Luego los presentó, -Gloria, la CEO del Grupo Carter. Heath, el fundador del Grupo Damen en Francia.
-Hola, Heath-, dijo Gloria con una sonrisa elegante.
-Hola, bella dama. Soy Heath.
Lucas soltó la mano de Gloria. -Ustedes hablen. Iré a tomar algo.
Se dirigió al mostrador de la barra en la esquina, se sirvió una copa y preguntó a Klein, -¿Te apetece algo de beber?
La reunión se extendió casi una hora.
Mientras tanto, Lucas había estado sentado tranquilamente en la esquina de la barra, charlando y bebiendo con Klein.
No fue hasta que Gloria salió por la puerta que Lucas colocó graciosamente su vaso sobre la barra y se puso de pie.
-Vamos.

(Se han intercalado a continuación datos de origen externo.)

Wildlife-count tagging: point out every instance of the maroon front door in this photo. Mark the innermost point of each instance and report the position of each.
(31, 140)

Has viajado mucho. Debes estar cansada. ¿Te acompaño de vuelta a tu habitación?-, dijo Lucas con ternura.
-Lucas, espera un momento. Ha pasado tanto tiempo desde la última vez que te vi. ¿No quieres tomar algo conmigo?- Heath se apoyó en la puerta de cristal, sonriendo.
Gloria se sintió aliviada y respondió rápidamente, -Ahora me voy.
Lucas notó su reacción con agudeza. Sus profundos ojos perdieron un poco de brillo. Sabiendo que era inteligente, no insistió en acompañar a Gloria. -Está bien.
Lucas se giró y sonrió a Heath, que estaba apoyado en la puerta. -Es tarde, y ningún caballero debería dejar sola a una dama.- Mientras hablaba, lanzó una mirada de soslayo a Klein. Añadió con sutileza, -¿Podría tu secretario general hacerme un favor?
Heath fue muy considerado. Le indicó a Klein a su lado: -Acompaña a Gloria de vuelta a la habitación de invitados. Asegúrate de que regrese sana y salva.
-Sí, Sr. Joseph,- respondió Klein y se retiró.